I'd love to see someone do updates 1,000,000/s
Two amazing facts about MySQL Cluster:
(1) It's open source
(2) It's never penetrated the Silicon Valley Echo Chamber, but is still the world's best DB for write-intensive transactional workloads.
I feel like it would be more popular if people actually wrote about how they're using it. But how do you start when even basic configuration bugs are still open without progress: https://bugs.mysql.com/bug.php?id=28292
(this was a few years ago or so, maybe things changed)
But if you really want to squeeze performance out of it, read Mikael's blog:
and Frazer's blog:
That forces the latest-version resolution into a read-side problem - systems like that cannot handle any sort of complete table-scans but can only really work for a pre-known key.

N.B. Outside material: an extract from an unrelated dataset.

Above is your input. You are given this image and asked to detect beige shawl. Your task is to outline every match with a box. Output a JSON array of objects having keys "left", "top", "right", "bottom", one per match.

With a known unique key, this is somewhat possible to use systems like this, but extremely expensive when what you need is BETWEEN '2017-01-01' and '2017-01-02'.
With Cassandra (well most nosql dbs that I've run into) you model your data in the db by the queries. So if you want to scan by date then you create a new table (or a materialized view) with the date as the key you query for. Though even for then you have to keep in mind the amount of data to make sure you don't have too much data per partition and hotspots.

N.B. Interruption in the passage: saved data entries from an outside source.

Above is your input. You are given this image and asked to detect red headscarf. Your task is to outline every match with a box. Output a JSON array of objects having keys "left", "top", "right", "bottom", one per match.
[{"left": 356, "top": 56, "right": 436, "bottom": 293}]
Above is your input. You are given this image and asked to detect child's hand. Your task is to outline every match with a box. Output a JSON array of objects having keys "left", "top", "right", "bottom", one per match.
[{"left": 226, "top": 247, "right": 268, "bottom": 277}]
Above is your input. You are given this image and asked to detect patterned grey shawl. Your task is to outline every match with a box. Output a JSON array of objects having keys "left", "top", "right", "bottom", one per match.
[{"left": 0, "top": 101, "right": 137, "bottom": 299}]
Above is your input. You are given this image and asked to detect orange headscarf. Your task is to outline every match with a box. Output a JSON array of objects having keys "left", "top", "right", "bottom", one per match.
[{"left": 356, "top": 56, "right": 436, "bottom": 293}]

If you use a clustering key, scans become trivial within a given partition.
The Lightning Memory-Mapped Database (LMDB) https://www.youtube.com/watch?v=Rx1-in-a1Xc
What is impressive I guess is that they can sustain 1M updates/sec at a 99.9th percentile update round-trip of ~10 microseconds or so, with medians at around ~4 microseconds.
Our graph store (HBase, SSD) on 10 nodes can easily support 3M edges/s read/stored, but thats ~40k RPCs/s given our column sizes and average batch size.

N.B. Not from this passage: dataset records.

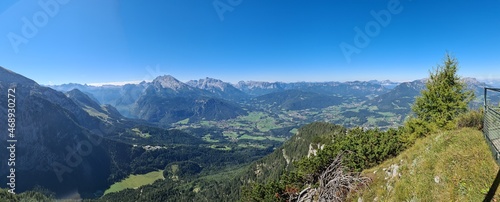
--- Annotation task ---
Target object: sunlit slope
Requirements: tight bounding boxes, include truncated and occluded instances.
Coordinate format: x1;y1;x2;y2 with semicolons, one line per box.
355;128;500;201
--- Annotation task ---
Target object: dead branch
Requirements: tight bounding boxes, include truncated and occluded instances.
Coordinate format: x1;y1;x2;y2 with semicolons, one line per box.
295;152;371;202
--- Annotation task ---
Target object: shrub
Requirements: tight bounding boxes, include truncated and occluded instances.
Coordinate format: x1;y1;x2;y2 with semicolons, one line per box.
456;109;483;130
401;117;437;147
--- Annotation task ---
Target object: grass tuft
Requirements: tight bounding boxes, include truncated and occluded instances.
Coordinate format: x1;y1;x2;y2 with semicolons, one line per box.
354;128;500;201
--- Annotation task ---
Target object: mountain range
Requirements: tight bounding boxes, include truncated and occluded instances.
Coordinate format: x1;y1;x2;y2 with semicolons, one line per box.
49;74;495;127
51;77;394;117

A log structure for your database would make the update case more similar to the append case, wouldn't it?
(There are definite limits to that technique, but it does work for eg some file systems---which are also a type of database.)
> but it does work for eg some file systems---which are also a type of database
No mainstream FS uses the txn log as a primary store. The log(s) are only around for active writes to metadata, as soon as the second write is out the spot in the log can/will be reused. Similar to the clean up case FSes try to batch as many ops as they fit into their log(s) before flushing the transaction.
Apart from the CoW herd (ZFS, btrfs, HAMMER) most FSes either can't or won't journal data by default anyway. -- Which is a fairly often overlooked point, many people seem to assume that a journaling FS means that everything, include their application data, is journaled, which isn't just wrong, but can also be a rather dangerous assumption; depending on application.